When is the good news about rail ever going to start rolling into the station? “Not anytime soon” is about the kindest spin anyone can put on the answer, given that the first scathing audit in a series of reviews has just arrived, with three more installments to come.
The takeaway from Parts 2, 3 and 4 aren’t expected to be any rosier, but it could hardly be a message more sour than this one: The decision to “prematurely” award the first rail contracts snowballed into a string of delay claims and change orders that ultimately tacked on $354 million to the ledger, according to last week’s report from state Auditor Les Kondo.
If nothing else, this ought to put more pressure on the Honolulu Authority for Rapid Transportation (HART) to make sure some usable segment of the rail alignment is up and running as its officials have promised, by the end of 2020. Without some witnessing of rail transit’s practical benefit to the public, it will become very hard for even the project’s supporters to keep the faith.

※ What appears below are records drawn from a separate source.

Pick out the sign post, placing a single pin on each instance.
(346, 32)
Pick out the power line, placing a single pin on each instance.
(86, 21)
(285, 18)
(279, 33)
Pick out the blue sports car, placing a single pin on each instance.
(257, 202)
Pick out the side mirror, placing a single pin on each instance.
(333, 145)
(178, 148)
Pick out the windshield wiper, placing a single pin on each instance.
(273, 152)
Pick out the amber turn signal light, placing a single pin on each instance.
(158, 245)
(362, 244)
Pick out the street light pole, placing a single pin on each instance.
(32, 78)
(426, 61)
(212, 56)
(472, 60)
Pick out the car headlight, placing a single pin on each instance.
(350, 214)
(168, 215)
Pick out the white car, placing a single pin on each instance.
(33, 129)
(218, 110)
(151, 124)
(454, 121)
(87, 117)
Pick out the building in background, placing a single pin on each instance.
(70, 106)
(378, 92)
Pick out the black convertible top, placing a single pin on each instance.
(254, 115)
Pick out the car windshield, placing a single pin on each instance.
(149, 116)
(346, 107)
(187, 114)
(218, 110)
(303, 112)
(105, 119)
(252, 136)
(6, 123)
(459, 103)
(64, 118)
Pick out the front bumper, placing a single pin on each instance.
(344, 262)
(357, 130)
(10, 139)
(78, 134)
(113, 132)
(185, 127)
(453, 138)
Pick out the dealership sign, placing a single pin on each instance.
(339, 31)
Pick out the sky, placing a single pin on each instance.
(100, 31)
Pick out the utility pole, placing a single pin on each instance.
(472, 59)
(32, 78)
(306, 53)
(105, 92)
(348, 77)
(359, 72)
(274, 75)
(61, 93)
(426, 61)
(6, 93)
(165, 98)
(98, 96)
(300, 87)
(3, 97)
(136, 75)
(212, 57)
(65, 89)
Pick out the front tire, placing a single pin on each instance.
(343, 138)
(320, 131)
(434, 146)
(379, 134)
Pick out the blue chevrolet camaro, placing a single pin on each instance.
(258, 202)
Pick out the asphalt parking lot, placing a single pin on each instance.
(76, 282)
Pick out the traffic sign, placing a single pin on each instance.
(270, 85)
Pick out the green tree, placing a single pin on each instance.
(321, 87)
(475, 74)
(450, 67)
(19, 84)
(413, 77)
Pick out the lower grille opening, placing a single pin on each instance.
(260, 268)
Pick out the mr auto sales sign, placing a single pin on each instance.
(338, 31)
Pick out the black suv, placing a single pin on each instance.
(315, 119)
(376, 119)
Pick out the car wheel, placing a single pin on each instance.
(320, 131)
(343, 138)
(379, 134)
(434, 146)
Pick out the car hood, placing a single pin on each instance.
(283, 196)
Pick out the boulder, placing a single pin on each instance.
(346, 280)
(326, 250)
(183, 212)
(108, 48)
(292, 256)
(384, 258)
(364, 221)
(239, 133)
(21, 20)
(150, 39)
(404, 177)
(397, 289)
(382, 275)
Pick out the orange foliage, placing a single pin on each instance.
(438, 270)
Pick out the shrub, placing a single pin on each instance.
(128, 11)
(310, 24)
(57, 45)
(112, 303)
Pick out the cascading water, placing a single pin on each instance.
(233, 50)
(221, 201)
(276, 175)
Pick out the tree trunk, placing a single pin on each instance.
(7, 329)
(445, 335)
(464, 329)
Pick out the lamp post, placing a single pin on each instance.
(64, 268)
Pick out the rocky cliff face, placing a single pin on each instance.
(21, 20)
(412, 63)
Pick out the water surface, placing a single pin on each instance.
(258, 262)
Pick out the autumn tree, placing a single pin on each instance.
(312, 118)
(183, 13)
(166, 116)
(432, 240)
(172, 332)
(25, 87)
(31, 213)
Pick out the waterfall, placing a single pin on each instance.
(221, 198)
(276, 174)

Although HART officials say anticipated construction costs for now have stabilized at nearly $8.3 billion, financing costs likely will push it up to $9.2 billion. And HART is still working to settle a claim by contractor Ansaldo Honolulu JV. The company, according to sources, two years ago demanded $200 million for costs associated with construction delays.
The first report of 39 pages is part of a series ordered by state legislators as a condition of approving a financial bailout of $2.4 billion in extended taxation. The local investment in the 20-mile Honolulu elevated rail project now includes a share of the state’s transient accommodations tax (TAT) revenue.
The assertion about delays driving up costs has been part of the rail critique for years now, but the state Office of the Auditor actually hung that stunning pricetag on rail missteps.
The report, issued Thursday, lays out with painful clarity where project costs ballooned. Now the reader sees how the costs mounted until the final figure almost doubled the total that planners, peering through rose-colored glasses, initially projected.
The report placed the start of the upward spiral at 2009, when former Mayor Mufi Hannemann’s administration pronounced the project “shovel-ready” and awarded a $483 million contract to Kiewit Pacific Co. for designing the first segment. This was in advance of the environmental impact statement completion.
Awards of $2 billion more in design, construction and operations contracts followed before all the federal clearances were in, according to the audit.
Auditor staffers cited key points in the process in which HART was less than transparent about the costs. HART staff was struggling with unexpected increases in 2015 but failed to report them to its own board, according to the report.
In 2017, legislators who initially balked at increasing tax revenues for the project were shaken by what many saw as unreliable figures provided by HART staff. And now the agency is still awaiting federal approval of its project recovery plan and the release of the remaining federal subsidy for construction, about $744 million.
In his response, Andrew Robbins — HART’s chief executive officer since 2017 — said the authority has since implemented “prudent accounting through a system that tracks all financial costs.” The board now is given monthly financial reports, Robbins added.
In addition, he pointed to a new risk-assessment and management system to deal with change orders with good documentation.
This all sounds reasonable. But the fact that such elements weren’t present at the outset only underscores the poor planning and management in the early years.
Not all the lessons learned in the auditor’s study can be neatly applied to the future costs, which are still unknown. That’s because Robbins is pressing ahead with a plan to complete the final portion of the rail through a public-private partnership.
In this “P3” scenario, a group of companies would compete for the comprehensive contract in which risks of cost inflation would be borne by the consortium. The more promising part of the deal for them would be a more lucrative operations contract after completion. HART officials say there could be savings through this arrangement, at least at the front end.
But there’s no free lunch here, and the tab the taxpayers pick up when the rail is running very well could be larger.
Confronting the financial reality of this project is unpleasant, for the public most of all. But as construction proceeds toward the city center, through the most congested and difficult part of the alignment, it’s still important to have a clear view of the project conditions as they really are.
Postponing the disclosure of true costs won’t make them go away. So it’s HART’s duty to provide the straight facts — to the feds, to its board and other overseers and, most crucially, to the riders who hope to reap the benefits of the rail someday.